Russell puts him and his mathematical and mystical notions at or near the center of all subsequent thought, especially Plato, the Christian philosophers, and even Newton. Russell, unlike my teachers, was a mathematician, and this allows him to see threads of thought hidden from the enumerate.
The influence of geometry upon philosophy and scientific method has been profound. Geometry, as established by the Greeks, starts with axioms which are (or are deemed to be) self-evident, and proceeds, by deductive reasoning, to arrive at theorems that are very far from self-evident. The axioms and theorems are held to be true of actual space, which is something given in experience.
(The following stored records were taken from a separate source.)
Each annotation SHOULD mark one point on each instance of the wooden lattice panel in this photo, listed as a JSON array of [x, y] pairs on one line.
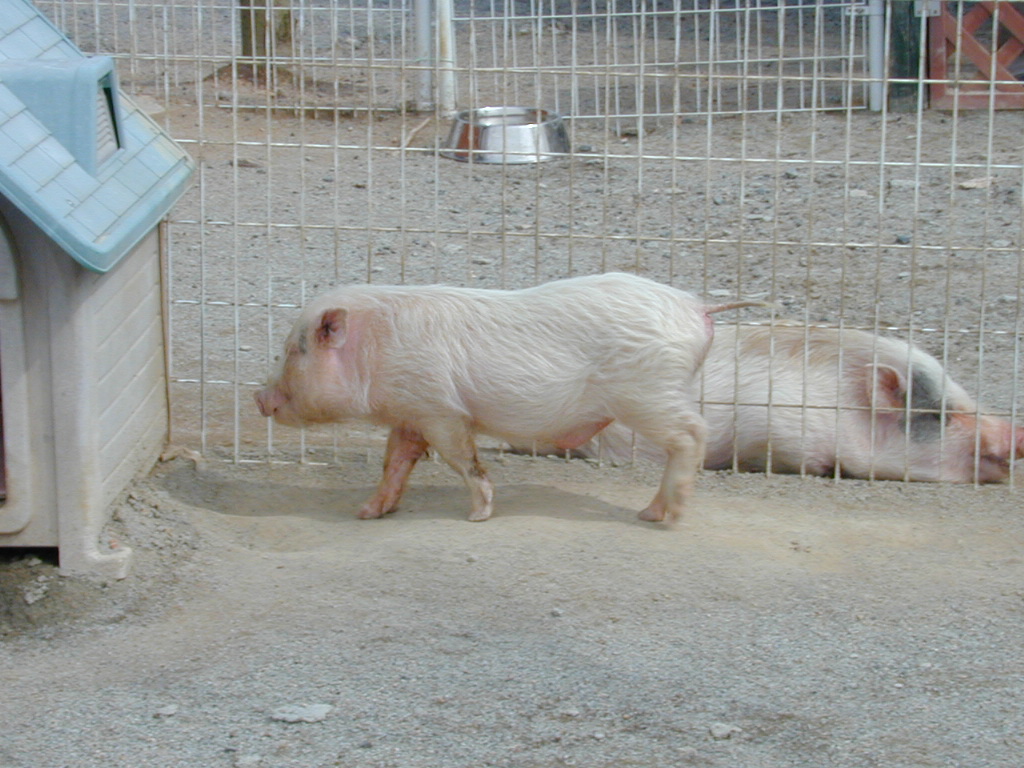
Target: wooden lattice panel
[[962, 60]]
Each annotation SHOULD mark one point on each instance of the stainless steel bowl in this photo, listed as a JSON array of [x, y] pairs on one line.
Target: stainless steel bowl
[[506, 134]]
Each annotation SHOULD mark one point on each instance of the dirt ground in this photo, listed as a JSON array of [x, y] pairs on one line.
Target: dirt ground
[[784, 622]]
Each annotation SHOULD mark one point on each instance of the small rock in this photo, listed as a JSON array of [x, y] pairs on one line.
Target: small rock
[[301, 713], [722, 731], [35, 593], [982, 182]]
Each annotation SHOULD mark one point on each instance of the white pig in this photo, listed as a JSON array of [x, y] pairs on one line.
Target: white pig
[[851, 401], [553, 364]]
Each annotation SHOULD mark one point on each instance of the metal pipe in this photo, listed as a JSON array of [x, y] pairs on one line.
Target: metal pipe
[[422, 16], [876, 54], [445, 57]]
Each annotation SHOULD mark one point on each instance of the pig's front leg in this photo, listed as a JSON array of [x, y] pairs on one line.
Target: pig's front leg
[[454, 441], [404, 446]]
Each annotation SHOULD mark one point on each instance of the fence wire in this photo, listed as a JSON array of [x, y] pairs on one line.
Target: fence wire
[[725, 147]]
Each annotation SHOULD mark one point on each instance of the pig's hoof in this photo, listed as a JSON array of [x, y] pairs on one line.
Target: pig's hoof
[[370, 512], [652, 514]]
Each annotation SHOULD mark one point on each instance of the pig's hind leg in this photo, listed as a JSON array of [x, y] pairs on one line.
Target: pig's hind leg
[[404, 446], [683, 435], [454, 441]]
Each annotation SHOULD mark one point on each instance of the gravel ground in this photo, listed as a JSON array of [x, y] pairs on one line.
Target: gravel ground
[[784, 622]]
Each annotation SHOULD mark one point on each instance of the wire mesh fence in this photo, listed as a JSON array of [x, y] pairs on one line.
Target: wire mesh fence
[[724, 147]]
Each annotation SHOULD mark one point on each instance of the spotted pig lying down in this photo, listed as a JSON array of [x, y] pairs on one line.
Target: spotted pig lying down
[[554, 365], [876, 407]]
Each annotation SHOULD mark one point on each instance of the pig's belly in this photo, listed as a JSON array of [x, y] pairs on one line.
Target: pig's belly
[[564, 434]]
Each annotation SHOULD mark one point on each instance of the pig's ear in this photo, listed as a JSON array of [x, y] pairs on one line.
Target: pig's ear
[[886, 387], [330, 331]]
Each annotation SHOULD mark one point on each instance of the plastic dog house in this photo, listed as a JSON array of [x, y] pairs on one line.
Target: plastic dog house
[[85, 180]]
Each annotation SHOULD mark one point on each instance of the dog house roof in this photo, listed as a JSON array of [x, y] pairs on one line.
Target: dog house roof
[[77, 157]]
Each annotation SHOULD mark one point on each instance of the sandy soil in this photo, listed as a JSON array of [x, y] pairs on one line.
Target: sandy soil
[[784, 622]]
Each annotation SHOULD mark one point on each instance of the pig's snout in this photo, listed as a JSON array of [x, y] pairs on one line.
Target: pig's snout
[[268, 400]]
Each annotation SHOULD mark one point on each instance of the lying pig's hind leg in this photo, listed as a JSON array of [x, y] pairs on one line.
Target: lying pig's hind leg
[[404, 446], [454, 441]]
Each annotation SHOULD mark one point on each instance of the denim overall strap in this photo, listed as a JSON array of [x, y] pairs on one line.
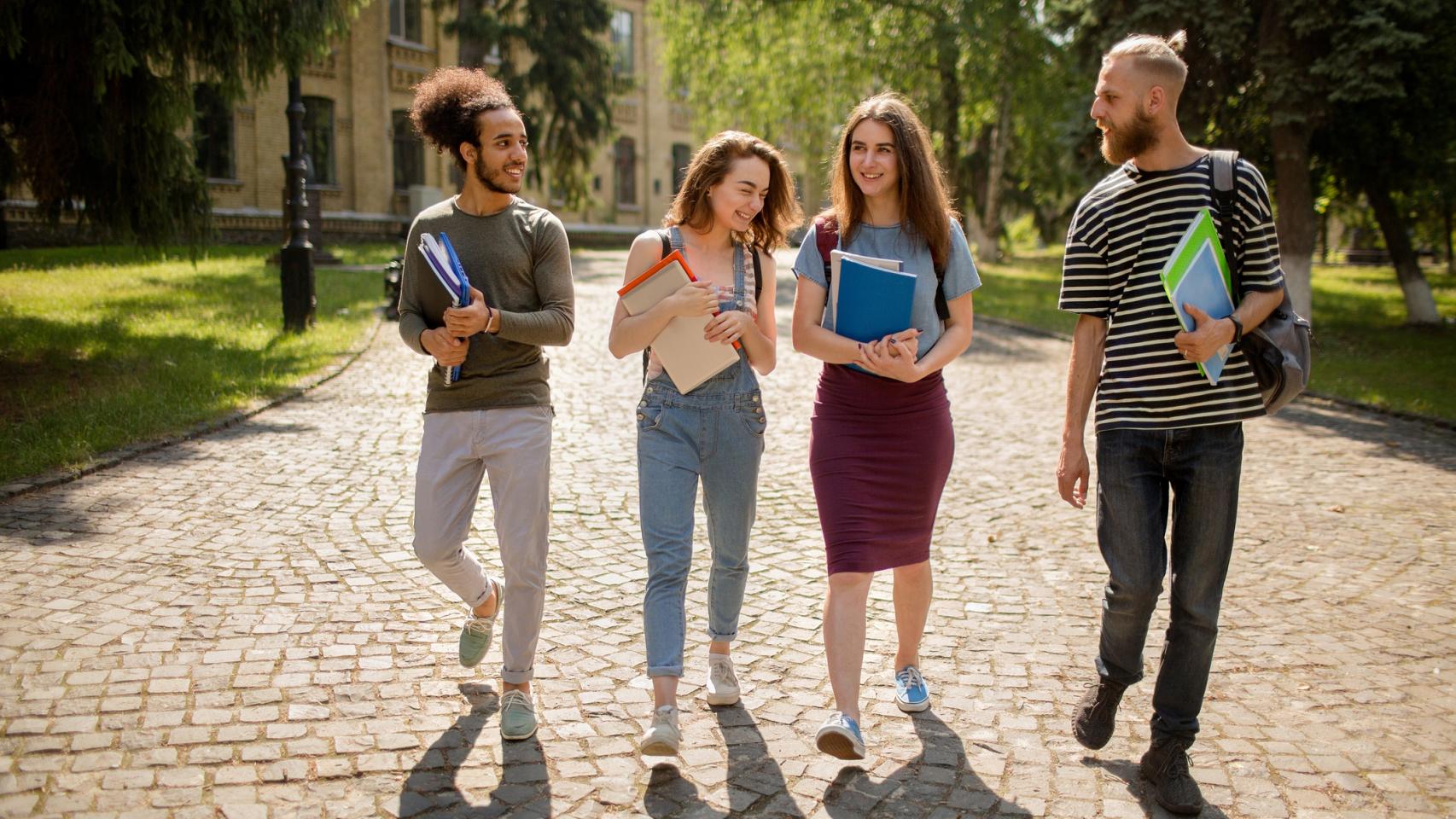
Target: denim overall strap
[[740, 297]]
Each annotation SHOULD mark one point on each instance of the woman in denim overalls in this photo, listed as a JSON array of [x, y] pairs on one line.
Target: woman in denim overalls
[[734, 208]]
It thus appeared to be possible to discover things about the actual world by first noticing what is self-evident and then using deduction. This view influenced Plato and Kant, and most of the intermediate philosophers. When the Declaration of Independence says “we hold these truths to be self-evident,” it is modelling itself on Euclid. The eighteenth-century doctrine of natural rights is a search for Euclidean axioms in politics.VIII The form of Newton’s Principia, in spite of its admittedly empirical material, is entirely dominated by Euclid. Theology, in its exact scholastic forms, takes its style from the same source. Personal religion is derived from ecstasy, theology from mathematics; and both are to be found in Pythagoras.
Russell, Bertrand. History of Western Philosophy: And Its Connection with Political and Social Circumstances from the Earliest Times to the Present Day (p. 44). Touchstone. Kindle Edition.